A new report from Con Ed reveals that "a tiny clump of leak-sealing epoxy" caused the blast in a Midtown steam pipe earlier this year. The pipe, at Lexington and 41st Street, ruptured on July 18, causing millions in damage; one person died of a heart attack while two people in a tow truck above the pipe and subjected to 400-degree steam were critically burned.

Con Ed, as well as the city, is facing lawsuits from the blast victims and area businesses who say the utility's negligence played a part in the explosion. It was suggested earlier that a "crack-like flaw" caused the explosion; Con Ed dismissed and clarified the claim, saying a weld "in no way contributed to the rupture." Now, Con Ed's report seems to reverse that. From the Daily News:

Con Edison crews pumped the epoxy into a nearby leak four months before the July 18 blast, but no one noticed some of it seeped into the "steam trap" valve - leading to catastrophe when the 20-inch steampipe filled with water.

"It's a combination of clogged traps and elevated water levels underneath the ground," Con Ed spokesman Michael Clendenin said last night. "We think the clog was from an epoxy resin that was used to seal a flange."

The clump of resin led to a catastrophic condition called "water hammer." That blew the 87-year-old pipe wide open at E. 41st St. and Lexington Ave...Clendenin said Con Ed is changing its rules for fixing leaky flanges and for inspecting steam traps - and replaced all 1,654 steam traps in its system as a precaution, but didn't find any similar epoxy clogs in them.

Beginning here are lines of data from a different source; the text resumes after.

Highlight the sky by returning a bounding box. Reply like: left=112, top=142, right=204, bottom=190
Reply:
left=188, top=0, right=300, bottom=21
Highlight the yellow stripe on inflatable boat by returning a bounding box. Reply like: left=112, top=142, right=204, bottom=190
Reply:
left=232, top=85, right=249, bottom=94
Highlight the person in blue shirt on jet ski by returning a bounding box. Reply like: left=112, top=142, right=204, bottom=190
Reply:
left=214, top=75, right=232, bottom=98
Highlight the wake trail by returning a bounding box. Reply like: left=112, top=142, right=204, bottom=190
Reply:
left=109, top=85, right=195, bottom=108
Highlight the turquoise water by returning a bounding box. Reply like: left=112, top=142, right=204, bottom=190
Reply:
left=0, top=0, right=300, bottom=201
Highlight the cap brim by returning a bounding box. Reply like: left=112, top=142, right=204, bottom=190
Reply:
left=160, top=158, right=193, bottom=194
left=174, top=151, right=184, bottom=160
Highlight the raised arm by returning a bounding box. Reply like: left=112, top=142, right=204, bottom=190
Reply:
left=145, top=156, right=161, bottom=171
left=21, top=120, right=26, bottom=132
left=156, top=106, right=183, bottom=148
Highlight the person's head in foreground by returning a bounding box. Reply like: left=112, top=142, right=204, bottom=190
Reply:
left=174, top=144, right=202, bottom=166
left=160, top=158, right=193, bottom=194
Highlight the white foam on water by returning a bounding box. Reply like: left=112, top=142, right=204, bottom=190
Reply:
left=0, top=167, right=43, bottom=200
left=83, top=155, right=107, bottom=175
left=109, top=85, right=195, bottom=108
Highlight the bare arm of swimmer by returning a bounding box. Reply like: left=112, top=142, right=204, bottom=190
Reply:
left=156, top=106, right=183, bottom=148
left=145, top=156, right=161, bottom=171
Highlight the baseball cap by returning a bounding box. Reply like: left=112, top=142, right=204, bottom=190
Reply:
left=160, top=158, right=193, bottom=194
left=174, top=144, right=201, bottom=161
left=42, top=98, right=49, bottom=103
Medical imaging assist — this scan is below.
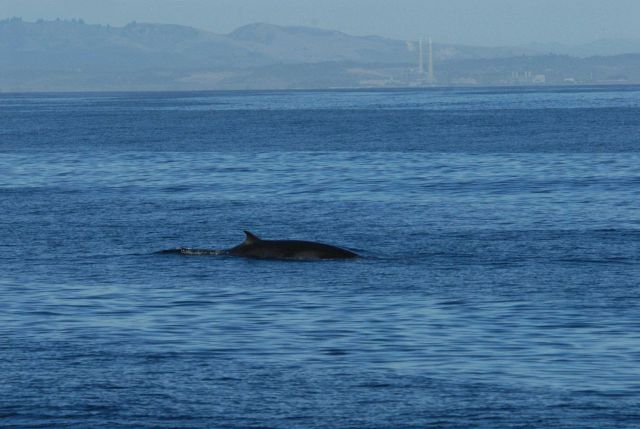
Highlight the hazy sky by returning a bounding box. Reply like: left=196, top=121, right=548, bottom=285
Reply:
left=0, top=0, right=640, bottom=45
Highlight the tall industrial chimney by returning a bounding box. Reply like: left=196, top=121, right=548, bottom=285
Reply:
left=418, top=37, right=424, bottom=79
left=428, top=37, right=436, bottom=85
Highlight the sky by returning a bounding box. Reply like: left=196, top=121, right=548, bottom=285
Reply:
left=0, top=0, right=640, bottom=46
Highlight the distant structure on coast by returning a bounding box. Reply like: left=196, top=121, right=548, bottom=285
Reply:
left=427, top=37, right=436, bottom=85
left=418, top=37, right=436, bottom=85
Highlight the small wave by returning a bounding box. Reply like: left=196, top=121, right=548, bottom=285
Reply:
left=156, top=247, right=226, bottom=256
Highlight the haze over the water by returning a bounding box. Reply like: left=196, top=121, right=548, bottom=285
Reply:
left=0, top=0, right=640, bottom=46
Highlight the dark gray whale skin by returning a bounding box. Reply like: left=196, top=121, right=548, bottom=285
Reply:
left=159, top=231, right=359, bottom=261
left=227, top=231, right=358, bottom=261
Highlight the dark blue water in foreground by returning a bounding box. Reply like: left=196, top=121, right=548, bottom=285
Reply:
left=0, top=87, right=640, bottom=428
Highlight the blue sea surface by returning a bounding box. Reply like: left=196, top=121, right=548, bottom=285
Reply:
left=0, top=87, right=640, bottom=428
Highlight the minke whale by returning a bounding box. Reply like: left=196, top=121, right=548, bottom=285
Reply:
left=159, top=231, right=359, bottom=261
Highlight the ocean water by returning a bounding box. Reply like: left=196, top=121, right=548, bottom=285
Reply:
left=0, top=87, right=640, bottom=428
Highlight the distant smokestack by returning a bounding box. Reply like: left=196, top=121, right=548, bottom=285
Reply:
left=418, top=37, right=424, bottom=78
left=429, top=37, right=436, bottom=84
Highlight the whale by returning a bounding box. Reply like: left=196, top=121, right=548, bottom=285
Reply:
left=159, top=231, right=360, bottom=261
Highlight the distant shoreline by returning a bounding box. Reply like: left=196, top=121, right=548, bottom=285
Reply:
left=0, top=82, right=640, bottom=96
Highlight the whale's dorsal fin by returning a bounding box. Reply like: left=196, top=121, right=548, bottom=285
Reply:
left=242, top=231, right=260, bottom=244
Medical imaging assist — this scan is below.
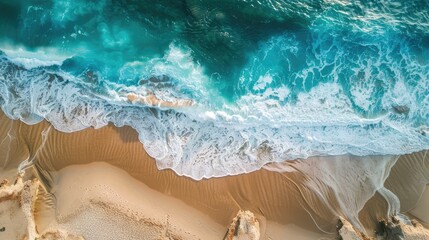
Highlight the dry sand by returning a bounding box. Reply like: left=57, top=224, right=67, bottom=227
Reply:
left=0, top=111, right=429, bottom=239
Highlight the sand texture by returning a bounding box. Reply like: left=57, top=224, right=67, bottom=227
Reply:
left=0, top=111, right=429, bottom=240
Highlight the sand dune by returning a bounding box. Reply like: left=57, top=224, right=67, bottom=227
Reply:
left=0, top=111, right=429, bottom=239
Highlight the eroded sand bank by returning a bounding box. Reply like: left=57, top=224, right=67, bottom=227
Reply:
left=0, top=111, right=429, bottom=239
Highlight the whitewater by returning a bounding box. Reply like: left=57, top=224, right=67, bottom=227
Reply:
left=0, top=0, right=429, bottom=179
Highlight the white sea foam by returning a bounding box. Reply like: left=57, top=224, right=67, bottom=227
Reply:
left=0, top=39, right=429, bottom=179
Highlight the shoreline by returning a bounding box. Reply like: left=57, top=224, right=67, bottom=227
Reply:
left=0, top=111, right=428, bottom=239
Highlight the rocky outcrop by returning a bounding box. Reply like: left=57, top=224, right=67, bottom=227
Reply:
left=224, top=210, right=260, bottom=240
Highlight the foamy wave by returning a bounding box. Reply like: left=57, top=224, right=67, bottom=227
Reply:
left=0, top=49, right=429, bottom=179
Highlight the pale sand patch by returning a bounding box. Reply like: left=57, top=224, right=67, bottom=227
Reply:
left=410, top=186, right=429, bottom=225
left=48, top=162, right=226, bottom=239
left=0, top=111, right=427, bottom=239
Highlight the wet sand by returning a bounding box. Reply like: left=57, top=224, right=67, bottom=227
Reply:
left=0, top=111, right=429, bottom=239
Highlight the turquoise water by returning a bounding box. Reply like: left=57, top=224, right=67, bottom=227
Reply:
left=0, top=0, right=429, bottom=179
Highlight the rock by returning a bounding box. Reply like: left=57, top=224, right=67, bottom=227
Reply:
left=224, top=210, right=260, bottom=240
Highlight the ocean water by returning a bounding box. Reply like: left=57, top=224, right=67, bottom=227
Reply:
left=0, top=0, right=429, bottom=179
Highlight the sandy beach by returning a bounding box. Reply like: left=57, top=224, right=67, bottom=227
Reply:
left=0, top=111, right=429, bottom=239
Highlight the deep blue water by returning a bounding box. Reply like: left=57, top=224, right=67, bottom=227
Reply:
left=0, top=0, right=429, bottom=179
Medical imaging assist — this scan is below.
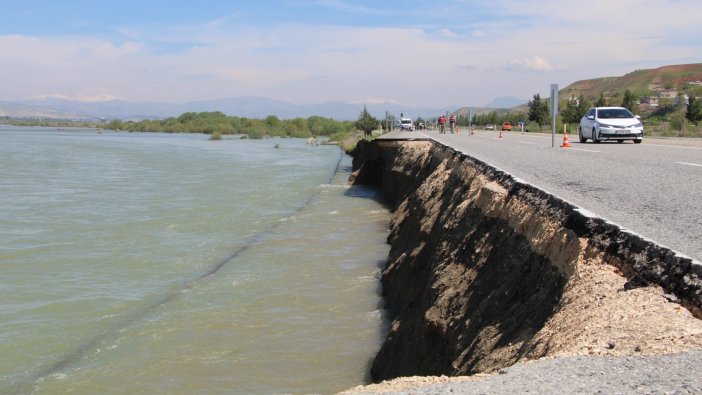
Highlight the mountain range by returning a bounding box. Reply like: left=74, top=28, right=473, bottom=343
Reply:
left=0, top=96, right=468, bottom=121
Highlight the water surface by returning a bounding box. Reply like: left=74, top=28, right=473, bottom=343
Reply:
left=0, top=126, right=389, bottom=394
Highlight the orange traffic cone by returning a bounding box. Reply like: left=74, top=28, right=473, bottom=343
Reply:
left=561, top=130, right=572, bottom=148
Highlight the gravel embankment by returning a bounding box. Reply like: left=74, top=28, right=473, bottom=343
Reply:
left=345, top=351, right=702, bottom=394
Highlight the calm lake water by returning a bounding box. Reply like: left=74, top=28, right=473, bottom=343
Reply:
left=0, top=126, right=390, bottom=394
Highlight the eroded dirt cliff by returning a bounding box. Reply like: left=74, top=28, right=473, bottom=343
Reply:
left=352, top=141, right=702, bottom=381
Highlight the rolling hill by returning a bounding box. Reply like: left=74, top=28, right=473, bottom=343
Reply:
left=559, top=63, right=702, bottom=100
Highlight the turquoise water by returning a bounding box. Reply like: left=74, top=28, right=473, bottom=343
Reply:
left=0, top=126, right=389, bottom=394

In August, the News reported that the pipe's steam trap may not have been working. Kenneth Thompson, representing Gregory McCullogh, the tow truck driver who had burns on 80% of his body, and his passenger Judith Bailey, said to the News, "How do we know for sure that there wasn't any epoxy in any of those other steam traps? Are we supposed to take Con Ed's word for it?"